Die Erfindung bezieht sich auf einen Anbauradiallüfter (2) für ein Kompaktgerät (4) der Industrieelektronik, insbesondere einem Leistungsmodul, mit einem axial in einem Gehäuse angeordneten Lüfterantrieb mit Luftschaufelrad, wobei das Gehäuse eine mit einem Lüfterschutzgitter (20) versehene axiale Lufteintrittsöffnung (18) und eine radiale Luftaustrittsöffnung aufweist. Erfindungsgemäß ist das Gehäuse in einem wannen- und plattenförmigen Teil (14, 16) unterteilt, ist der Lüfterantrieb mit Luftschaufelrad mit dem plattenförmigen Teil (16) lösbar befestigt, weist der plattenförmige Teil (16) an seinen oberen Eckbereichen jeweils eine Betätigungseinrichtung (38) einer Aufnahme- und Führungseinrichtung (30) auf und weist der plattenförmige Teil (16) eine mit dem Kompaktgerät (4) der Industrieelektronik lösbar befestigte Halteplatte (28) auf, deren Randbereiche jeweils die Führungs-, Rast- und Einhängevorrichtung aufweist. Somit vereinfacht sich die Montage des Anbauradiallüfters (2) wesentlich, wobei beim Eindrehen von Befestigungsschrauben dieser Anbauradiallüfter (2) nicht mehr per Hand in der Montagelage gehalten werden muss.

Description

  • Die Erfindung bezieht sich auf einen Anbauradiallüfter für ein Kompaktgerät der Industrieelektronik mit einem axial in einem Gehäuse angeordneten Lüfterantrieb mit Luftschaufelrad, wobei das Gehäuse eine mit einem Lüfterschutzgitter versehene axiale Lufteintrittsöffnung und eine radiale Luftaustrittsöffnung aufweist.

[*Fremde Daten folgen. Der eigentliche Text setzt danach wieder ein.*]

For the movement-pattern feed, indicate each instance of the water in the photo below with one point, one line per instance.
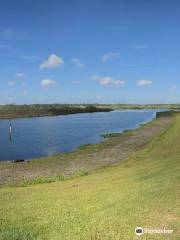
(45, 136)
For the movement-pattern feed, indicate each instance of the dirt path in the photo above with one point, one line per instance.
(88, 159)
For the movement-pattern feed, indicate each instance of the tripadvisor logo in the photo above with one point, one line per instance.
(139, 231)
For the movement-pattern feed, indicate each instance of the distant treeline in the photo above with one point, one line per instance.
(140, 106)
(36, 110)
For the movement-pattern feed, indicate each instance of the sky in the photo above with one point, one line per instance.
(89, 51)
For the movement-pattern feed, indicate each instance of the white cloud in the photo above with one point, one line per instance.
(138, 46)
(11, 83)
(20, 75)
(53, 61)
(99, 97)
(47, 82)
(174, 87)
(109, 56)
(142, 83)
(107, 81)
(77, 62)
(25, 93)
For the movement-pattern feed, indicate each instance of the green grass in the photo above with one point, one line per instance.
(105, 205)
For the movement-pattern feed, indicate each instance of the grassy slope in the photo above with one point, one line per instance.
(108, 204)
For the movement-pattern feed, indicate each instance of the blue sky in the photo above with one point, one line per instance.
(83, 51)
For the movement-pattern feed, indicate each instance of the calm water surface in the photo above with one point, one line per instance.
(45, 136)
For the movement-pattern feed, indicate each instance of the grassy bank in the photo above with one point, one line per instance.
(108, 204)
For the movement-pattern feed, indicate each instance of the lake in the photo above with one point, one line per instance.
(45, 136)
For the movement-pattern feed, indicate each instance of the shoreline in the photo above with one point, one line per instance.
(85, 159)
(104, 137)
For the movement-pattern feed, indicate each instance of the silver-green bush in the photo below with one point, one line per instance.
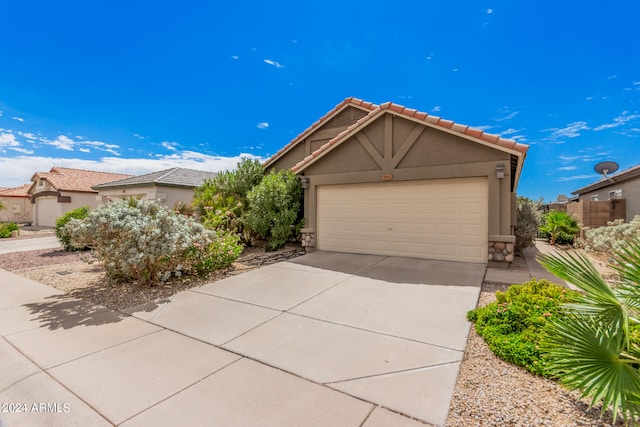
(145, 242)
(611, 238)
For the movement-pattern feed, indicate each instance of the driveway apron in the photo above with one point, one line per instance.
(324, 339)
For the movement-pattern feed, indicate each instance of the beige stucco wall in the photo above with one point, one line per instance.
(17, 209)
(169, 196)
(630, 192)
(380, 149)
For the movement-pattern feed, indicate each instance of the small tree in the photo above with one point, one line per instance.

  • Einen gattungsgemäßen Anbauradiallüfter ist aus dem Siemens-Katalog DA 65.4 – 2001 mit dem Titel "SIMODRIVE 611 universal und POSMO", Kapitel 6, Seite 6/27 bekannt. Im Kapitel 7 dieses Katalogs auf der Seite 7/8 ist ein Maßbild eines 300 mm breiten Leistungsmoduls mit einem gattungsgemäßen Anbaulüfter dargestellt. Ein derartiger bekannter Anbauradiallüfter weist zum Zwecke der Montage an einem Leistungsmodul einen umlaufenden Befestigungsflansch auf, der um die radiale Luftaustrittsöffnung geführt ist. Ein derartiger Anbauradiallüfter wird anschlussfertig ausgeliefert. Derartige Anbauradiallüfter werden zur internen Entwärmung bei Leistungsmodulen verwendet, die eine vorbestimmte Leistungsklasse übersteigen. Derartige Leistungsmodule sind durch eine größere Modulbreite, beispielsweise 300 mm, gekennzeichnet. Den Maßbild ist zu entnehmen, dass dieser Anbauradiallüfter unter das Leistungsmodul im Bereich des Kühlkörpers dieses Leistungsmoduls angebracht ist. Ein derartiges Leistungsmodul ist in einem Schaltschrank untergebracht. Dabei ist dieses Leistungsmodul an der Rückwand des Schaltschrankes angeschraubt. Der Anbauradiallüfter wird mit mehreren, wenigstens vier Schrauben an dieses im Schaltschrank eingebauten Moduls angeschraubt. Eine derartige Überkopfmontage ist schwierig und zeitaufwendig, da einerseits die Anschraubpunkte von unten nicht sichtbar sind und andererseits während des Eindrehens der Schrauben der An bauradiallüfter mit einer Hand in der Montagelage gehalten werden muss.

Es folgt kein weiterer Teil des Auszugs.